In today’s modern world of processed foods and heavily marketed “healthy diet” foods, most of our foods can contain sugar that we might not be immediately aware of. These foods can contain hidden sugars in amounts that are much higher than their natural counterparts. For example, processed honey often contains higher sugar content than raw honey. In a similar way, it’s not just hidden sugars but artificial sweeteners that pose a health risk. “Diet” foods often replace sugars with forms of chemical-based artificial sweeteners that can often be worse for you than processed sugar. So, here are five ways that you can identify unhealthy hidden sugars.
- Read the label
Now, this might sound like common sense but it’s something that’s often overlooked. In most countries, packaged food is required to carry a nutrition facts somewhere on the label. Sugars are usually listed below carbohydrates and there is usually no differentiation between natural and processed sugars in the listed amount. So, the amount you read is likely to be the total amount of sugar in the product. Be sure to check the serving size that is quoted on the label. Since it’s not standardised between different brands and products, you may sometimes see numbers that are higher or lower than you might expecting.
- Know their names
Reading the ingredients list can also seem like a good idea if you’re on the lookout for hidden sugars in your food. However, in many food products, sugars are named according to their chemical or scientific names. This can make it hard for many people to determine what additives might be in their food. Thankfully, most of us now have smartphones and internet access so it’s possible to simply look up the names of ingredients that we don’t understand. Common forms of added sugar are named things such as lactose, fructose, sucrose, corn syrup or cane syrup.
- Swap sweets with fruits
It stands to reason that candies and other sweet food products are more likely to contain processed sugar than natural ingredients. So, the simplest solution for managing a sweet tooth is to avoid sweet food altogether. Whole fruits can still contain sugar but this is typically in the form of fructose, a natural sugar. Natural sugars are still forms of sugar but they are much healthier for you since they are simple sugars, instead of complex sugars which are hard to break down in the body and result in potentially harmful by-products when consumed in excessive quantities.
- Cut down on sauces
What many people may not know is that sauces and salad dressings can contain lots of unhealthy additives. Barbecue sauce, for example, can contain six grams of sugar or more per tablespoon. Even Thousand Island salad dressing can contain 2.4 grams of sugar or more per tablespoon. So, to avoid taking in unnecessary calories and added sugar, cut down sauces and dressings.

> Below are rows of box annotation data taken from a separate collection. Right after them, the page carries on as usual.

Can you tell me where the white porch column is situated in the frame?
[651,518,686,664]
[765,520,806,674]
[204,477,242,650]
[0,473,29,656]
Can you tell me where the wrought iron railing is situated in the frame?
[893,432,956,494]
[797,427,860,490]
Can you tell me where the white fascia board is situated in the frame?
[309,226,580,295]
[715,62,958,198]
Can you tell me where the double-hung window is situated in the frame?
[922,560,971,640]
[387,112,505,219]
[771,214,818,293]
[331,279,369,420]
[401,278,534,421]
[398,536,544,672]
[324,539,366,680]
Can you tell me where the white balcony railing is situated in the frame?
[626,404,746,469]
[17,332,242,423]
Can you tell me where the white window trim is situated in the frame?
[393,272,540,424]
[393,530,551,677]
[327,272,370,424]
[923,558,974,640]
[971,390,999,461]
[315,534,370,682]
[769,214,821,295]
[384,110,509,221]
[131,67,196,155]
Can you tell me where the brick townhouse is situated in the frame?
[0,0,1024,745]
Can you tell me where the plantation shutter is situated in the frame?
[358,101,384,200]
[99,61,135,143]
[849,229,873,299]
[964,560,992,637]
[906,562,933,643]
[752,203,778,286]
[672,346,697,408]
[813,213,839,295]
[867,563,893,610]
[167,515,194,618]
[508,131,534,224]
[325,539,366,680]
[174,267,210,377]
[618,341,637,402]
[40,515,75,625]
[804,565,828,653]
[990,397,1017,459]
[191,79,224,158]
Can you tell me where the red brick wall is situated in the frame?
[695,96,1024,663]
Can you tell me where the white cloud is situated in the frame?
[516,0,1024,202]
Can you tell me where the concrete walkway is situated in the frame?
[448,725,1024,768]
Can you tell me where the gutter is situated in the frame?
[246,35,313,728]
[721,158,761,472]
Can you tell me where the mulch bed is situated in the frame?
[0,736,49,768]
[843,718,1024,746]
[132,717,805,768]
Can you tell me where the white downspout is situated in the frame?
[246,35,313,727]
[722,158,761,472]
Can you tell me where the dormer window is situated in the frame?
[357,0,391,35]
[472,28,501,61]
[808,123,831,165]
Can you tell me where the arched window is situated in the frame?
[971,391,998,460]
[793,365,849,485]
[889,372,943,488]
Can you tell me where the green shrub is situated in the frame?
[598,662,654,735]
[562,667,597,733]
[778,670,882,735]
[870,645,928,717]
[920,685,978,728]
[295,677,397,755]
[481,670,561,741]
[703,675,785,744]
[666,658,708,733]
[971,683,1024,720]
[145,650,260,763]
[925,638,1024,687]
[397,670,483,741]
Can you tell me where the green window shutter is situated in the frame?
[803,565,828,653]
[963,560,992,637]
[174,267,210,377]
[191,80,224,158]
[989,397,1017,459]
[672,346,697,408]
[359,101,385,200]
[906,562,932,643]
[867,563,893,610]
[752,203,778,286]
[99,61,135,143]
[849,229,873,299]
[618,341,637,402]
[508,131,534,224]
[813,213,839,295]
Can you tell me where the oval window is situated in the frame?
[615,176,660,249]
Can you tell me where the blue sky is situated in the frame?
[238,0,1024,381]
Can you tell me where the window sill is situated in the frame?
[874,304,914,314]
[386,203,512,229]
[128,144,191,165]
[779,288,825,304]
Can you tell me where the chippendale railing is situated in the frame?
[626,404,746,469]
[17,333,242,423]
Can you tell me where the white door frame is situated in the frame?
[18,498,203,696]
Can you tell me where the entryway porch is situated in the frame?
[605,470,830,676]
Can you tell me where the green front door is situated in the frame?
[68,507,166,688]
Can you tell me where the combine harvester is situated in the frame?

- Have multigrain cereals for breakfast
Breakfast cereals are among the easiest home breakfasts you can make but your choice of cereal could be adding a lot of complex sugars to your daily diet. The obvious sweetened cereals include most of the cereals aimed at children. Cereals such as the colourful, fruit or chocolate-flavoured varieties are usually high in sugar with little other nutritional value. Instead, look for cereals that contain whole grains and no additional flavourings such as chocolate or honey. Additionally, avoid those with dried fruit since they usually are preserved in some way and contain added sugar for flavour. You can instead add your own fresh fruits, yoghurt and other toppings to your cereal for taste.
Added sugars are, unfortunately, a sign of the modern times. However, by understanding the different types of sugars and how to identify them, it’s possible to avoid unknowingly consuming added sugars. A healthy balanced diet is still important to maintain and simply cutting out sugars on its own is not likely to have any noticeable impact without first balancing your intake of protein, healthy fats, sodium and minerals.